Indeed, Murray excels in his role as Vincent, a gruff and insensitive man who ends up taking care of Lieberher’s Oliver Bronstein, a 12 year old whose mother works long hours and thus cannot be there. The setup for a gruff, dry and cynical man and a child to riff off each other is there, and this is most definitely where the film works best. The chemistry between Murray and Lieberher is always there, and that’s no doubt related to the strength of Murray’s performance, allowing the young actor to work off it which is a very useful thing for the inexperienced, and he does a great job. Watts, on the other hand, is a total disaster. Experiencing something of a career slump after 2013’s disastrous ‘Diana’, she turns up here as a Russian stripper/prostitute, complete with an accent that’s so bad it’s bordering on offensive. Sounding a lot like she based her accent on Oleg the meerkat and overselling everything about the character, from the accent to her strange attempt to appear authentic by missing words out of sentences, she is not believable at all. Frankly, Oleg wearing a miniskirt and crop top would have been far better in the role.

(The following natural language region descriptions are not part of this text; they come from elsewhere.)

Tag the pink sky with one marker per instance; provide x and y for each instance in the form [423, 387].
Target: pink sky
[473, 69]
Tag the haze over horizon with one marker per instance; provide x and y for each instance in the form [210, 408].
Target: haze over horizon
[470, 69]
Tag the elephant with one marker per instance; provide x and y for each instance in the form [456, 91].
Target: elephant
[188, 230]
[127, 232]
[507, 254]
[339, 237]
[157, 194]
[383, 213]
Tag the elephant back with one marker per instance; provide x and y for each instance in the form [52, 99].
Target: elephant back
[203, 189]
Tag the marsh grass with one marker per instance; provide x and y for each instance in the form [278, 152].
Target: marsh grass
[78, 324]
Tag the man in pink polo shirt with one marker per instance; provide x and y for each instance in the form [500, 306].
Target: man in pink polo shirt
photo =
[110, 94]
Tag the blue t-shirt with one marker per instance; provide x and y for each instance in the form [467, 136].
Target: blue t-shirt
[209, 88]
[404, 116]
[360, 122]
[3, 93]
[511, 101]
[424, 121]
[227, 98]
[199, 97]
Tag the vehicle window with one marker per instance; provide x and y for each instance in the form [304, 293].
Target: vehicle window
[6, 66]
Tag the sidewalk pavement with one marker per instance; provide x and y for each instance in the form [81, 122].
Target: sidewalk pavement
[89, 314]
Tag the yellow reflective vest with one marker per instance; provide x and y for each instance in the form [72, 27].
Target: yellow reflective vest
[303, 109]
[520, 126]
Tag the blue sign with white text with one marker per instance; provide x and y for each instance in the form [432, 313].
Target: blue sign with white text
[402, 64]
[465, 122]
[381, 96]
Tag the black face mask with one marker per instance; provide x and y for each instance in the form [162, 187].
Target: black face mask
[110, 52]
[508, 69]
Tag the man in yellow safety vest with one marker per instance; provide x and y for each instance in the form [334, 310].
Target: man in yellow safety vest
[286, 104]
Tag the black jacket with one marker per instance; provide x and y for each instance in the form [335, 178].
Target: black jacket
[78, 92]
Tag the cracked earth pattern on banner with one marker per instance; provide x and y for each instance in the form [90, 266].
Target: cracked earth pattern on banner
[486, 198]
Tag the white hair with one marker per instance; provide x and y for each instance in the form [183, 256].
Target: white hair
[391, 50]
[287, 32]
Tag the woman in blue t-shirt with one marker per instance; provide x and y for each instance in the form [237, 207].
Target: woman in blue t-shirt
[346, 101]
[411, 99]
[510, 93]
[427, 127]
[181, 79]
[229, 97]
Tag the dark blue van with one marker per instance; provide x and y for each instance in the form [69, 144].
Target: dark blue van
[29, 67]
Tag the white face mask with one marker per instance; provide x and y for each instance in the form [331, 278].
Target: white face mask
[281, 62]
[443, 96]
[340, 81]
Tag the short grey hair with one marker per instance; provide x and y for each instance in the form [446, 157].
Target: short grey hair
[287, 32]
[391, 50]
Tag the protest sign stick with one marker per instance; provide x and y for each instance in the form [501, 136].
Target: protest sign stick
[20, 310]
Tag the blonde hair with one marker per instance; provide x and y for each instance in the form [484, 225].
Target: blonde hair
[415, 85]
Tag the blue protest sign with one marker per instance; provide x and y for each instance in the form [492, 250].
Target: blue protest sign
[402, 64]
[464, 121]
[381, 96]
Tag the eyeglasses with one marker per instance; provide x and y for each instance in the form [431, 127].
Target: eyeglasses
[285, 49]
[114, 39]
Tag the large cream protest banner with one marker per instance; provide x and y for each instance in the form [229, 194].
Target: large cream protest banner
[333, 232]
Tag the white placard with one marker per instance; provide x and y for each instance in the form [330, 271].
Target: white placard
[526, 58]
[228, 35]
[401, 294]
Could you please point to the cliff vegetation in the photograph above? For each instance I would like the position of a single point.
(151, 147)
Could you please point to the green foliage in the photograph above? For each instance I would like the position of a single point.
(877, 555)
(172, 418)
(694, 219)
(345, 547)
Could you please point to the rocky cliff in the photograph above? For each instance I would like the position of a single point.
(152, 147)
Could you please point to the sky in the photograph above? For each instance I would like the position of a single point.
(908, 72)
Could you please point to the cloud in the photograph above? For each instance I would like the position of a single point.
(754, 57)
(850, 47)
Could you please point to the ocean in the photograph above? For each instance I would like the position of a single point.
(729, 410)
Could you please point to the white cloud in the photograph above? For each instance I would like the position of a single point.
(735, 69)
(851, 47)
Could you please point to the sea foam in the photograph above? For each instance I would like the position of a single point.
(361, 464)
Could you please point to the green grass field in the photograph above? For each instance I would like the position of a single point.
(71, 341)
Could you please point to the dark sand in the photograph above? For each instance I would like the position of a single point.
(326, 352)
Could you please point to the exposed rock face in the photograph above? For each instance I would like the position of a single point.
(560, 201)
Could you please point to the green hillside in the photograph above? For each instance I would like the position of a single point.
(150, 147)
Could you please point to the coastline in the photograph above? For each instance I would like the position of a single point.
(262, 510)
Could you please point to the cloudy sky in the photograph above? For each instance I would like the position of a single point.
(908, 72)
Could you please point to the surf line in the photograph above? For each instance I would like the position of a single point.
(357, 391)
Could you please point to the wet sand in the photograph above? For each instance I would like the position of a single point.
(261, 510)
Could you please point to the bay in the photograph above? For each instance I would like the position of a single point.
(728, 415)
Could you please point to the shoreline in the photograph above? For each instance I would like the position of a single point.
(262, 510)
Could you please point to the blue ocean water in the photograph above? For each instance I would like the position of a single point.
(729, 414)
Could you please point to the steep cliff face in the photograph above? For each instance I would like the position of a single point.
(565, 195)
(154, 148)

It can’t all be blamed on Watts though, since Melfi’s writing can at times be suspect and descend to unforgivable levels of schmaltz or stereotype that it’s just not worth it. When he does manage to keep it together the film can be heartwarming, funny and entertaining though, so it is possible to forgive him for Watts’ character and the more emotionally manipulative moments. The fact it walks a fine line on that front can work both ways though, and while it’s the case that the ending is definitely there to induce the weepies, it packs enough of an emotional heft to overcome the levels of cliched sentimentality that it exhibits. While ‘St. Vincent’ is definitely nothing special, it keeps its head over the water with witty lines, generally strong performances (Watts’ disaster excepted) and enough investment in its characters to pack some sort of emotional punch.